American analysts, particularly those of a left-liberal persuasion, often look at Narendra Modi’s India and ask why it isn’t more like Denmark. Their concerns aren’t wholly misplaced. Journalists who are critical of the ruling coalition can face harassment and worse. Religious minorities who fall afoul of the resurgent Hindu pride that marks BJP India speak of mob violence and point to hostile official measures like broadly drafted anticonversion laws as well as occasional outbursts of mob violence. Many fear the power of the Rashtriya Swayamsevak Sangh, or RSS, a nationwide Hindu nationalist organization with close ties to BJP leadership.

But India is a complicated place, and there are other stories as well. Some of the BJP’s most striking recent political successes have come in predominantly Christian states in India’s northeast. The BJP government of Uttar Pradesh, a state with a population of about 200 million, enjoys strong support from Shia Muslims. RSS activists have played a significant role in efforts to fight caste discrimination.

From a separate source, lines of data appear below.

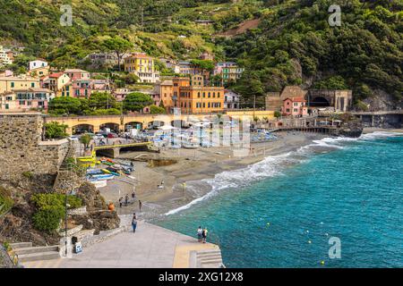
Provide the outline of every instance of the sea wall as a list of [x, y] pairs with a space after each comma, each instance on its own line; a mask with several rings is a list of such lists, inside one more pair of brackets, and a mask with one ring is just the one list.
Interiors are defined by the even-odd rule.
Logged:
[[56, 174], [67, 139], [42, 141], [41, 114], [0, 114], [0, 180]]

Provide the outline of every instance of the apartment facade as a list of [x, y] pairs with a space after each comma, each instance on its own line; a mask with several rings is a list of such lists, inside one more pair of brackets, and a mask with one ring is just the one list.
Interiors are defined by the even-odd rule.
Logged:
[[82, 71], [80, 69], [67, 69], [64, 70], [64, 74], [66, 74], [70, 80], [90, 80], [90, 72], [86, 71]]
[[5, 50], [0, 46], [0, 66], [12, 64], [13, 62], [13, 54], [10, 50]]
[[56, 97], [63, 95], [64, 88], [71, 82], [69, 76], [64, 72], [51, 73], [42, 80], [42, 87], [55, 92]]
[[4, 111], [47, 110], [55, 93], [47, 88], [16, 89], [0, 95], [0, 108]]
[[224, 90], [224, 109], [239, 109], [241, 96], [230, 89]]
[[39, 79], [31, 77], [0, 77], [0, 94], [16, 89], [40, 88]]
[[224, 62], [216, 63], [213, 74], [220, 75], [224, 83], [227, 83], [229, 81], [235, 82], [238, 80], [242, 77], [244, 71], [244, 69], [240, 68], [236, 63]]
[[287, 97], [283, 101], [281, 114], [284, 116], [303, 117], [308, 115], [308, 106], [304, 97]]
[[29, 70], [30, 72], [35, 69], [39, 69], [39, 68], [44, 68], [48, 66], [48, 63], [47, 61], [45, 61], [44, 59], [38, 59], [35, 61], [30, 61], [29, 63]]
[[218, 113], [224, 109], [224, 88], [182, 87], [179, 105], [184, 114]]
[[134, 73], [141, 82], [155, 83], [159, 80], [159, 72], [154, 68], [154, 59], [144, 53], [133, 53], [124, 58], [124, 72]]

After an intensive series of meetings with senior BJP and RSS leaders, as well as some of their critics, I am convinced that Americans and Westerners generally need to engage much more deeply with a complex and powerful movement. From a fringe of mostly marginalized intellectuals and religious enthusiasts, the RSS has become perhaps the most powerful civil-society organization in the world. Its rural and urban development programs, religious education and revival efforts and civic activism, staffed by thousands of volunteers from all walks of life, have succeeded in forming the political consciousness and focusing the energies of hundreds of millions of people.

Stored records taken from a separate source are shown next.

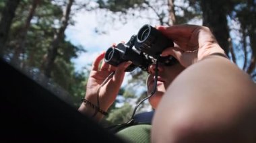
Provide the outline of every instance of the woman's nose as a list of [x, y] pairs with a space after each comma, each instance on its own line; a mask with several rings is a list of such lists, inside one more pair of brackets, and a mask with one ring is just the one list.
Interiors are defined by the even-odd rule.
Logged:
[[[158, 72], [162, 72], [162, 71], [164, 70], [164, 67], [162, 66], [162, 65], [161, 65], [161, 64], [158, 64]], [[156, 64], [151, 64], [151, 65], [148, 67], [148, 73], [150, 73], [150, 74], [155, 73], [155, 72], [156, 72]]]

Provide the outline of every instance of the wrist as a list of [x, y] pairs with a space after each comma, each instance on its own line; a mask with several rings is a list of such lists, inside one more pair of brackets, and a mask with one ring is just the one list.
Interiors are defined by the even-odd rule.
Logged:
[[202, 60], [211, 56], [220, 56], [228, 59], [228, 57], [225, 54], [224, 50], [220, 48], [218, 44], [212, 45], [211, 48], [206, 48], [203, 50], [199, 50], [198, 55], [199, 58], [197, 61]]

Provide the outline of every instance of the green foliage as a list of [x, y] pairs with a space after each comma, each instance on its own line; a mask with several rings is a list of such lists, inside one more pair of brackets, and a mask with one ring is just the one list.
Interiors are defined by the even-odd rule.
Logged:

The movement seems to have reached a crossroads. When I met with Yogi Adityanath, a Hindu monk serving as chief minister of Uttar Pradesh, considered one of the most radical voices in the movement—and sometimes spoken of as a successor to 72-year-old Prime Minister Modi—the conversation was about bringing investment and development to his state. Similarly, Mohan Bhagwat, the spiritual leader of the RSS, spoke to me about the need to accelerate India’s economic growth, and disavowed the idea that religious minorities should suffer discrimination or loss of civil rights.

How these statements by top leaders to a foreign journalist will percolate down to the grass roots is impossible to predict. But I did get the impression that the leadership of a once-marginalized movement wants to position itself as the natural establishment of a rising power and is looking to engage deeply and fruitfully with the outside world without losing touch with its social and political base.

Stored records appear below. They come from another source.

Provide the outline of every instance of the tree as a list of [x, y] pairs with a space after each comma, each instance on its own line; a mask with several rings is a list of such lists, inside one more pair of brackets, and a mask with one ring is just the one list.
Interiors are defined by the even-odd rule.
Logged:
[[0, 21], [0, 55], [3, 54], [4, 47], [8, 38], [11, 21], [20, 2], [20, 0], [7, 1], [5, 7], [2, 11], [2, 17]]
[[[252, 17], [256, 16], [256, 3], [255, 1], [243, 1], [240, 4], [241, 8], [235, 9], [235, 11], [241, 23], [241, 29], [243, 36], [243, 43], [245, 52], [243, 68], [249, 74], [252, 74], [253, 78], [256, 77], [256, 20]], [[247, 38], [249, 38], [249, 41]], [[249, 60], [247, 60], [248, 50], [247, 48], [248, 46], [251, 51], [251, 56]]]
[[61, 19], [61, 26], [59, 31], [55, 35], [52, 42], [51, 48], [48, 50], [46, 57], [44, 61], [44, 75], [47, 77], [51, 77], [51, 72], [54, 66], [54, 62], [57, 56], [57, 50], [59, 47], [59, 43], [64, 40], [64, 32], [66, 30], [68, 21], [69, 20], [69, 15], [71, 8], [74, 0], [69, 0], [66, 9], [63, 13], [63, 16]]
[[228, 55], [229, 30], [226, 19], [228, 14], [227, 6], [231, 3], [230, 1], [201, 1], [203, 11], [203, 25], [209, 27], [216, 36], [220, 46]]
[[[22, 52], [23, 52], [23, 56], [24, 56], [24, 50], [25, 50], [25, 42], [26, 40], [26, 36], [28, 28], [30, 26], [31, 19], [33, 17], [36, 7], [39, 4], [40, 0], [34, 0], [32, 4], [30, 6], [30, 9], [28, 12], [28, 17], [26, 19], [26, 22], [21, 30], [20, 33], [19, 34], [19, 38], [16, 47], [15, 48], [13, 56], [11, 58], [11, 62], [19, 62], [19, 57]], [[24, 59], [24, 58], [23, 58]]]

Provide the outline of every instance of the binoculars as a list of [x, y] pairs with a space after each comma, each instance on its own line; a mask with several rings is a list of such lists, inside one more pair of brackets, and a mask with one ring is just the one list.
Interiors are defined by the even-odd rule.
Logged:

The invitation to engage with the BJP and RSS is one that Americans can’t afford to reject. As tensions with China rise, the U.S. needs India as both an economic and political partner. Understanding the ideology and the trajectory of the Hindu nationalist movement is as important for business leaders and investors seeking to engage economically with India as it is for diplomats and policy makers wanting to put the strategic relationship on a stable footing.